Edupreneurship, For-profit education

After making its presence in higher education, Shiv Nadar foundation is now making foray into elementary education with the establishment of its schools across the country.

The foundation, which has a corpus of nearly one billion, on Wednesday announced the establishment of Shiv Nadar School in India.
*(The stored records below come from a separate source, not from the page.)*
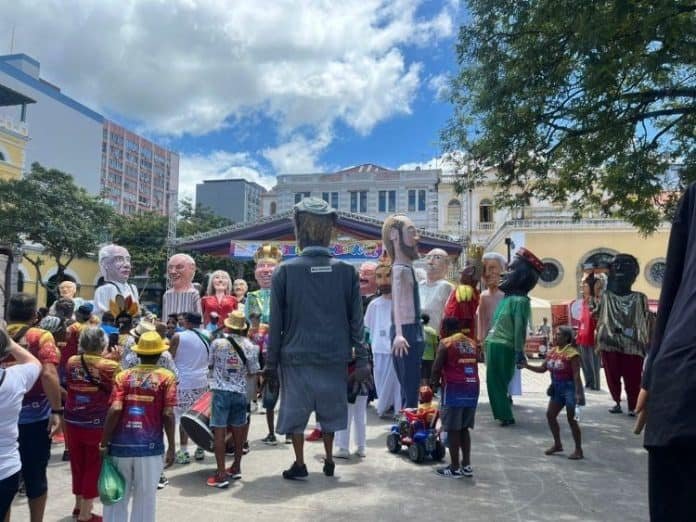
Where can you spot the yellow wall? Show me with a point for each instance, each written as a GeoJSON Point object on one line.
{"type": "Point", "coordinates": [85, 271]}
{"type": "Point", "coordinates": [12, 147]}
{"type": "Point", "coordinates": [571, 248]}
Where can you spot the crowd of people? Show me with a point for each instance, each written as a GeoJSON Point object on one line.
{"type": "Point", "coordinates": [320, 336]}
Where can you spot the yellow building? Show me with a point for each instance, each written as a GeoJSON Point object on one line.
{"type": "Point", "coordinates": [84, 271]}
{"type": "Point", "coordinates": [564, 245]}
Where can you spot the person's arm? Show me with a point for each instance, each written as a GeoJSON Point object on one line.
{"type": "Point", "coordinates": [174, 345]}
{"type": "Point", "coordinates": [400, 293]}
{"type": "Point", "coordinates": [276, 327]}
{"type": "Point", "coordinates": [579, 389]}
{"type": "Point", "coordinates": [440, 360]}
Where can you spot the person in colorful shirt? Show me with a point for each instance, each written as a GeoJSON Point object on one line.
{"type": "Point", "coordinates": [563, 361]}
{"type": "Point", "coordinates": [88, 379]}
{"type": "Point", "coordinates": [142, 407]}
{"type": "Point", "coordinates": [456, 367]}
{"type": "Point", "coordinates": [506, 338]}
{"type": "Point", "coordinates": [232, 359]}
{"type": "Point", "coordinates": [41, 411]}
{"type": "Point", "coordinates": [432, 339]}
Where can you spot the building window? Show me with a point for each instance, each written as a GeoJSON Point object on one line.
{"type": "Point", "coordinates": [655, 272]}
{"type": "Point", "coordinates": [301, 195]}
{"type": "Point", "coordinates": [486, 211]}
{"type": "Point", "coordinates": [454, 212]}
{"type": "Point", "coordinates": [387, 200]}
{"type": "Point", "coordinates": [552, 273]}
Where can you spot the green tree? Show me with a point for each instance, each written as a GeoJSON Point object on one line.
{"type": "Point", "coordinates": [46, 207]}
{"type": "Point", "coordinates": [586, 104]}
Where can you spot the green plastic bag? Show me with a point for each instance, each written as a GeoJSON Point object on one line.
{"type": "Point", "coordinates": [111, 483]}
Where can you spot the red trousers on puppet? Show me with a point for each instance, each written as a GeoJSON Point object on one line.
{"type": "Point", "coordinates": [85, 462]}
{"type": "Point", "coordinates": [630, 368]}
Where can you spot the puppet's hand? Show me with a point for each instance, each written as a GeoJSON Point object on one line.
{"type": "Point", "coordinates": [400, 346]}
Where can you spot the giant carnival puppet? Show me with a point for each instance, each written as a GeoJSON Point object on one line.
{"type": "Point", "coordinates": [400, 238]}
{"type": "Point", "coordinates": [316, 328]}
{"type": "Point", "coordinates": [506, 338]}
{"type": "Point", "coordinates": [182, 297]}
{"type": "Point", "coordinates": [622, 331]}
{"type": "Point", "coordinates": [267, 258]}
{"type": "Point", "coordinates": [666, 401]}
{"type": "Point", "coordinates": [115, 266]}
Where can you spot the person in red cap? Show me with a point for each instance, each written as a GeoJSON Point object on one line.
{"type": "Point", "coordinates": [506, 338]}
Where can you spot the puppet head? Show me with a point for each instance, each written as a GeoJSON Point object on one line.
{"type": "Point", "coordinates": [523, 273]}
{"type": "Point", "coordinates": [493, 267]}
{"type": "Point", "coordinates": [180, 270]}
{"type": "Point", "coordinates": [623, 271]}
{"type": "Point", "coordinates": [67, 290]}
{"type": "Point", "coordinates": [368, 282]}
{"type": "Point", "coordinates": [400, 237]}
{"type": "Point", "coordinates": [267, 258]}
{"type": "Point", "coordinates": [219, 281]}
{"type": "Point", "coordinates": [114, 262]}
{"type": "Point", "coordinates": [314, 222]}
{"type": "Point", "coordinates": [437, 263]}
{"type": "Point", "coordinates": [239, 288]}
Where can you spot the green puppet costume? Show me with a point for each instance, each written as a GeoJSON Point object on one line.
{"type": "Point", "coordinates": [506, 339]}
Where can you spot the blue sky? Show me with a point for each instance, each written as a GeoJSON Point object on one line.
{"type": "Point", "coordinates": [261, 89]}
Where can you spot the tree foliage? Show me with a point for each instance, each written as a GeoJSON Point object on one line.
{"type": "Point", "coordinates": [46, 207]}
{"type": "Point", "coordinates": [586, 104]}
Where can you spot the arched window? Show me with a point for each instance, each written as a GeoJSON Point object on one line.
{"type": "Point", "coordinates": [454, 212]}
{"type": "Point", "coordinates": [486, 211]}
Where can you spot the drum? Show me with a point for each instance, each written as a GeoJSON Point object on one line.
{"type": "Point", "coordinates": [196, 422]}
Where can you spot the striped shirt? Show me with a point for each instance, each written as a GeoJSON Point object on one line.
{"type": "Point", "coordinates": [181, 302]}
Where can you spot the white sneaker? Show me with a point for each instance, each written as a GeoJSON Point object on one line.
{"type": "Point", "coordinates": [342, 453]}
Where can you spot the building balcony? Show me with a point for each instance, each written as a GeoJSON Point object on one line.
{"type": "Point", "coordinates": [15, 126]}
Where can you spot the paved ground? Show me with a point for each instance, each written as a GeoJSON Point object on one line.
{"type": "Point", "coordinates": [513, 479]}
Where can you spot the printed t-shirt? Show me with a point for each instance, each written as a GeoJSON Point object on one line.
{"type": "Point", "coordinates": [558, 363]}
{"type": "Point", "coordinates": [142, 393]}
{"type": "Point", "coordinates": [378, 322]}
{"type": "Point", "coordinates": [228, 371]}
{"type": "Point", "coordinates": [18, 380]}
{"type": "Point", "coordinates": [460, 372]}
{"type": "Point", "coordinates": [41, 345]}
{"type": "Point", "coordinates": [87, 403]}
To start with, the foundation is coming up with two schools in Noida and Gurgaon.

Going forward, the foundation aims to establish 25 schools across the country by 2020.
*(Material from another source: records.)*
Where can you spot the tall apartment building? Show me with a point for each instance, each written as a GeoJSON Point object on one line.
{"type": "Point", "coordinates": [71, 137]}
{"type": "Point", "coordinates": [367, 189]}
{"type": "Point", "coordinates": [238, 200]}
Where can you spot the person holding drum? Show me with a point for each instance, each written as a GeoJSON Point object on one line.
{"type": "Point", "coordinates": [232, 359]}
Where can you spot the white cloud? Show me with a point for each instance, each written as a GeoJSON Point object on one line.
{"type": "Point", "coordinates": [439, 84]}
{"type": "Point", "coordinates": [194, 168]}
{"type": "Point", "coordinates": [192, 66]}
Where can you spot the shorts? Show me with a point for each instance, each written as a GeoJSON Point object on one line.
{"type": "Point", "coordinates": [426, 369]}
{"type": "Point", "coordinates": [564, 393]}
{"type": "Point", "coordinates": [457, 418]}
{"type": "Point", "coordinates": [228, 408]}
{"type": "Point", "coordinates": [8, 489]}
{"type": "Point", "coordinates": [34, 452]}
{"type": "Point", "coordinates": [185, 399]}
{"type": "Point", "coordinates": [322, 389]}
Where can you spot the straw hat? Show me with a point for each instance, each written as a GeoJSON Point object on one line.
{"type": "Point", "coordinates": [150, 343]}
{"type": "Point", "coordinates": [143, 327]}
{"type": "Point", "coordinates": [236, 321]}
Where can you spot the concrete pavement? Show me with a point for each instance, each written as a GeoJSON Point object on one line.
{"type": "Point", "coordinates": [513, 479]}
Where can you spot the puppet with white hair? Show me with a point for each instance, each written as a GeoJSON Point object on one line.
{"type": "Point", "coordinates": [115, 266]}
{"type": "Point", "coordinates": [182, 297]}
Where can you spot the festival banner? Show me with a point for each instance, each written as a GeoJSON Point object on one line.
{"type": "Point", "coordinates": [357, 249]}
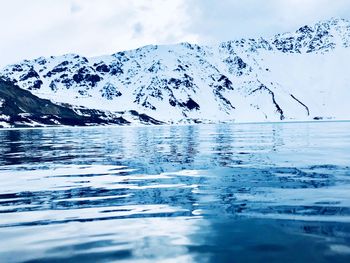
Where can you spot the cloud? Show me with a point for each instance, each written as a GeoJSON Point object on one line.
{"type": "Point", "coordinates": [232, 19]}
{"type": "Point", "coordinates": [88, 27]}
{"type": "Point", "coordinates": [33, 28]}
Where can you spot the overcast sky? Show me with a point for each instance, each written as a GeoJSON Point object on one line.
{"type": "Point", "coordinates": [33, 28]}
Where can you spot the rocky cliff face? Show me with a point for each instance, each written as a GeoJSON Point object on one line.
{"type": "Point", "coordinates": [300, 75]}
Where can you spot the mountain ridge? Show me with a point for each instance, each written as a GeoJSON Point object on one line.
{"type": "Point", "coordinates": [291, 76]}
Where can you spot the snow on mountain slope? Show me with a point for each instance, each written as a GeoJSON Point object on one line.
{"type": "Point", "coordinates": [292, 76]}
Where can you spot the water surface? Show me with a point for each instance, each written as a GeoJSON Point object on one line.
{"type": "Point", "coordinates": [205, 193]}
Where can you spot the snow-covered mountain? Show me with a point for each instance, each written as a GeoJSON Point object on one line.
{"type": "Point", "coordinates": [292, 76]}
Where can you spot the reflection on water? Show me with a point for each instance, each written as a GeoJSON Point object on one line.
{"type": "Point", "coordinates": [206, 193]}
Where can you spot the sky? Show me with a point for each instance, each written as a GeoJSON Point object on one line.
{"type": "Point", "coordinates": [34, 28]}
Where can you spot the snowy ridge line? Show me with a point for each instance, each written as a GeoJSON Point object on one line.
{"type": "Point", "coordinates": [300, 75]}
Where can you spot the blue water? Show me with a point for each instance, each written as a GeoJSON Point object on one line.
{"type": "Point", "coordinates": [205, 193]}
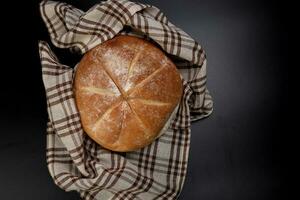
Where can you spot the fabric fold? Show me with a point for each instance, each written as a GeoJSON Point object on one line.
{"type": "Point", "coordinates": [76, 162]}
Earlier, Azim Premji, chairman of Indian software major Wipro had said that the non-profit Azim Premji Foundation will start work on setting up a school in every district in India.
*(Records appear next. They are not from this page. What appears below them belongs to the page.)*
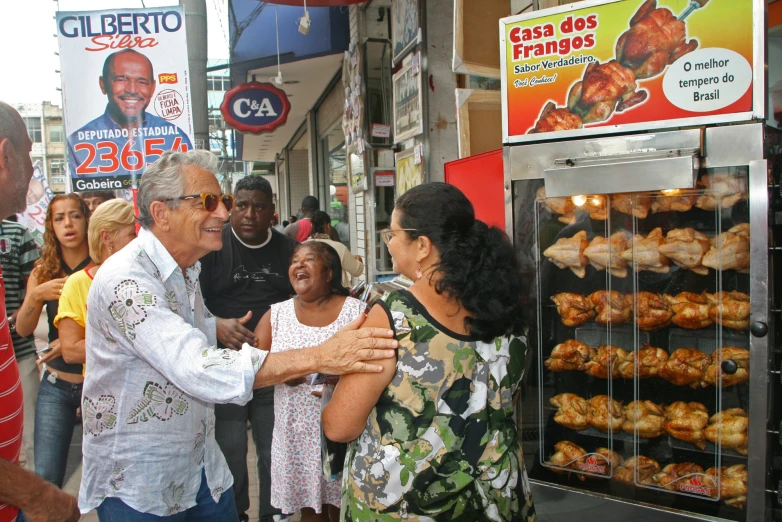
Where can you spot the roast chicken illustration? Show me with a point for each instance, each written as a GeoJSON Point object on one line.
{"type": "Point", "coordinates": [646, 417]}
{"type": "Point", "coordinates": [643, 466]}
{"type": "Point", "coordinates": [729, 427]}
{"type": "Point", "coordinates": [656, 38]}
{"type": "Point", "coordinates": [731, 309]}
{"type": "Point", "coordinates": [691, 310]}
{"type": "Point", "coordinates": [643, 363]}
{"type": "Point", "coordinates": [606, 362]}
{"type": "Point", "coordinates": [574, 309]}
{"type": "Point", "coordinates": [572, 411]}
{"type": "Point", "coordinates": [733, 484]}
{"type": "Point", "coordinates": [686, 247]}
{"type": "Point", "coordinates": [569, 356]}
{"type": "Point", "coordinates": [605, 253]}
{"type": "Point", "coordinates": [562, 207]}
{"type": "Point", "coordinates": [714, 371]}
{"type": "Point", "coordinates": [553, 118]}
{"type": "Point", "coordinates": [568, 252]}
{"type": "Point", "coordinates": [722, 189]}
{"type": "Point", "coordinates": [645, 253]}
{"type": "Point", "coordinates": [686, 421]}
{"type": "Point", "coordinates": [605, 413]}
{"type": "Point", "coordinates": [673, 474]}
{"type": "Point", "coordinates": [686, 367]}
{"type": "Point", "coordinates": [730, 250]}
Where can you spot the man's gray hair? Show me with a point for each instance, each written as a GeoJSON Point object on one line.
{"type": "Point", "coordinates": [164, 179]}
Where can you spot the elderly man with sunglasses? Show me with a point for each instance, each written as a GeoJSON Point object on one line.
{"type": "Point", "coordinates": [154, 371]}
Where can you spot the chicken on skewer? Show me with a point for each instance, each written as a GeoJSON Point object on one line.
{"type": "Point", "coordinates": [714, 371]}
{"type": "Point", "coordinates": [645, 252]}
{"type": "Point", "coordinates": [729, 428]}
{"type": "Point", "coordinates": [652, 311]}
{"type": "Point", "coordinates": [574, 309]}
{"type": "Point", "coordinates": [646, 417]}
{"type": "Point", "coordinates": [572, 411]}
{"type": "Point", "coordinates": [569, 356]}
{"type": "Point", "coordinates": [656, 38]}
{"type": "Point", "coordinates": [612, 307]}
{"type": "Point", "coordinates": [731, 310]}
{"type": "Point", "coordinates": [568, 252]}
{"type": "Point", "coordinates": [686, 367]}
{"type": "Point", "coordinates": [604, 413]}
{"type": "Point", "coordinates": [691, 310]}
{"type": "Point", "coordinates": [643, 363]}
{"type": "Point", "coordinates": [605, 253]}
{"type": "Point", "coordinates": [730, 250]}
{"type": "Point", "coordinates": [686, 421]}
{"type": "Point", "coordinates": [686, 247]}
{"type": "Point", "coordinates": [645, 468]}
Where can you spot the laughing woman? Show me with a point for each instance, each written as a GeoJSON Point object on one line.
{"type": "Point", "coordinates": [436, 434]}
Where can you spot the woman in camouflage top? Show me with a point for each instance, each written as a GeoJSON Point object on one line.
{"type": "Point", "coordinates": [436, 438]}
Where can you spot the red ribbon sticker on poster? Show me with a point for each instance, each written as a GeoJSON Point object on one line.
{"type": "Point", "coordinates": [621, 66]}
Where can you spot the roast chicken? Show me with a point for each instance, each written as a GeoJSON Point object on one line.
{"type": "Point", "coordinates": [673, 203]}
{"type": "Point", "coordinates": [625, 204]}
{"type": "Point", "coordinates": [686, 247]}
{"type": "Point", "coordinates": [729, 427]}
{"type": "Point", "coordinates": [643, 363]}
{"type": "Point", "coordinates": [556, 119]}
{"type": "Point", "coordinates": [606, 362]}
{"type": "Point", "coordinates": [691, 310]}
{"type": "Point", "coordinates": [605, 88]}
{"type": "Point", "coordinates": [605, 413]}
{"type": "Point", "coordinates": [733, 484]}
{"type": "Point", "coordinates": [612, 307]}
{"type": "Point", "coordinates": [730, 250]}
{"type": "Point", "coordinates": [646, 417]}
{"type": "Point", "coordinates": [605, 253]}
{"type": "Point", "coordinates": [686, 421]}
{"type": "Point", "coordinates": [673, 475]}
{"type": "Point", "coordinates": [652, 311]}
{"type": "Point", "coordinates": [572, 411]}
{"type": "Point", "coordinates": [645, 252]}
{"type": "Point", "coordinates": [714, 371]}
{"type": "Point", "coordinates": [655, 39]}
{"type": "Point", "coordinates": [722, 189]}
{"type": "Point", "coordinates": [645, 467]}
{"type": "Point", "coordinates": [568, 252]}
{"type": "Point", "coordinates": [574, 309]}
{"type": "Point", "coordinates": [731, 309]}
{"type": "Point", "coordinates": [563, 207]}
{"type": "Point", "coordinates": [686, 367]}
{"type": "Point", "coordinates": [569, 356]}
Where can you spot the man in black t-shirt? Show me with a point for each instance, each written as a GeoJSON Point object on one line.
{"type": "Point", "coordinates": [242, 280]}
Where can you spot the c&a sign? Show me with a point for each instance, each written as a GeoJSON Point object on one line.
{"type": "Point", "coordinates": [255, 107]}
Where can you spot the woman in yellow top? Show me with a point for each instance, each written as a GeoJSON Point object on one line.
{"type": "Point", "coordinates": [112, 226]}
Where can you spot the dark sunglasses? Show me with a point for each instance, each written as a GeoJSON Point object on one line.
{"type": "Point", "coordinates": [209, 200]}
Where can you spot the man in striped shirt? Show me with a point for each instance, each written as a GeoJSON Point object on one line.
{"type": "Point", "coordinates": [19, 489]}
{"type": "Point", "coordinates": [18, 253]}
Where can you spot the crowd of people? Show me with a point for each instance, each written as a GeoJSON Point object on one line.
{"type": "Point", "coordinates": [164, 344]}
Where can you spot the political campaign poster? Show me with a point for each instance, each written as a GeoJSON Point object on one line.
{"type": "Point", "coordinates": [612, 66]}
{"type": "Point", "coordinates": [38, 197]}
{"type": "Point", "coordinates": [126, 92]}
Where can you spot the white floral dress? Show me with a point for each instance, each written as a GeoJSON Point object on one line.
{"type": "Point", "coordinates": [296, 469]}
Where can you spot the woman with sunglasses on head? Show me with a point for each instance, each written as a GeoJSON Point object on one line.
{"type": "Point", "coordinates": [64, 252]}
{"type": "Point", "coordinates": [112, 226]}
{"type": "Point", "coordinates": [436, 435]}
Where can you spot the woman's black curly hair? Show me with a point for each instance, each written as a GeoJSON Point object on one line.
{"type": "Point", "coordinates": [330, 258]}
{"type": "Point", "coordinates": [477, 266]}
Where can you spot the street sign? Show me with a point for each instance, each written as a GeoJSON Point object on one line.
{"type": "Point", "coordinates": [255, 107]}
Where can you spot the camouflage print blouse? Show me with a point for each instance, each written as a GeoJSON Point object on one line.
{"type": "Point", "coordinates": [440, 445]}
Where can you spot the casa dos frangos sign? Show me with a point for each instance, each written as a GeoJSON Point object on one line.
{"type": "Point", "coordinates": [255, 107]}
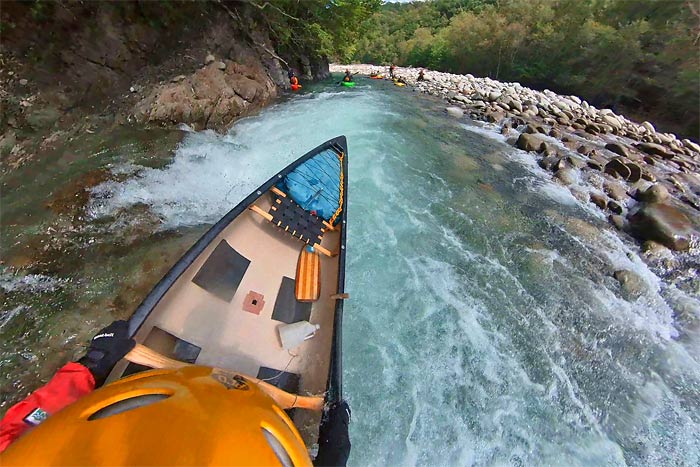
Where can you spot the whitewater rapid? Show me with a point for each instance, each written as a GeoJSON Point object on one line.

The Shiv Nadar Foundation has been established by Shiv Nadar, Founder, HCL — a $6 billion leading global technology and IT enterprise, which employs over 85,000 employees across 31 countries.

The 34-year-old enterprise, founded in 1976, is one of India’s original IT garage start-ups and offers diverse business aligned technology solutions spanning the entire hardware and software spectrum, to a focused range of industry verticals.

The Foundation is committed to the creation of a more equitable, meritocracy based society by empowering individuals to bridge the socio-economic divide.

The foundation has set-up the SSN Institutions in 1996, comprising the SSN College of Engineering (already a highly ranked private engineering college in India), the SSN School of Management and Computer Applications and the SSN School of Advanced Software Engineering, in Chennai, Tamil Nadu. Building on the experience from successfully running the SSN Institutions, the Shiv Nadar Foundation has now set up the Shiv Nadar University in a 286- acre campus in Greater Noida. In addition the Foundation runs the VidyaGyan schools, a radical social experiment in nurturing leadership from amongst highly gifted rural poor children at Bulandshahr, Sitapur and an upcoming school near Varanasi in Uttar Pradesh. The Foundation is also setting up Shiv Nadar School across India to build world-class schools aiming to provide children with education for life.